Broadcom operates its enterprise security business under the Symantec brand. It purchased the suite of enterprise security products from Symantec Corporation in 2019, after which Symantec Corporation changed its name to NortonLifeLock.

==== BizOps technology ====
Broadcom also offers products for supporting BizOps, including:

- Clarity – product portfolio management
- Rally – agile development
- Blaze CT – Shift-left testing
- DX Operational Intelligence – AIOps
- Agile Requirements Designer – model-based testing optimization of processes

=== XPU ===
Broadcom uses the term XPU to refer to custom ASIC chips developed in collaboration with major hyperscale clients—such as Google, Meta Platforms and ByteDance—that are tailored for specialized AI workloads.

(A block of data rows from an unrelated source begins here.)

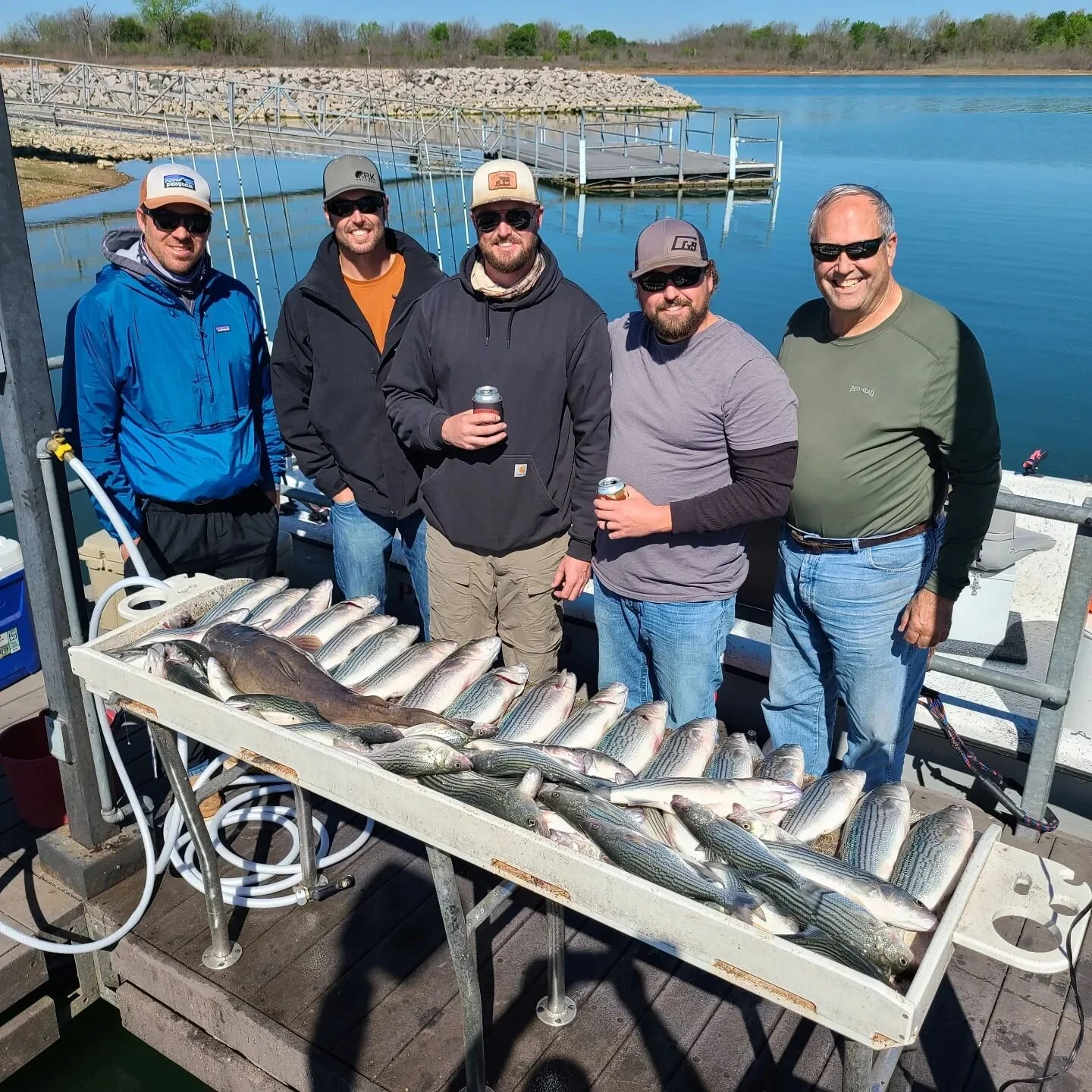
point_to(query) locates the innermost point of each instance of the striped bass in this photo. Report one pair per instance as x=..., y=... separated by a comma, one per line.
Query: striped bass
x=741, y=850
x=541, y=710
x=685, y=752
x=637, y=736
x=886, y=901
x=246, y=598
x=732, y=759
x=838, y=916
x=877, y=829
x=310, y=605
x=402, y=675
x=507, y=799
x=189, y=633
x=786, y=764
x=376, y=653
x=588, y=724
x=272, y=608
x=262, y=664
x=441, y=687
x=486, y=700
x=331, y=622
x=345, y=642
x=933, y=856
x=759, y=794
x=657, y=863
x=824, y=805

Broadcom has co-developed Google's Tensor Processing Unit (TPU) chips by translating Google's architecture and specifications into manufacturable silicon, providing proprietary technologies like SerDes high-speed interfaces, overseeing ASIC design, and managing chip fabrication and packaging through third-party foundries such as TSMC, covering all generations since the program's inception. Similarly, Meta's Training and Inference Accelerator (MTIA) chips, first introduced in 2023, were co-developed by Broadcom. In 2024, Broadcom began collaborating with OpenAI to co-develop a custom inference chip, as part of an effort to diversify beyond reliance on Nvidia GPUs amid growing demand.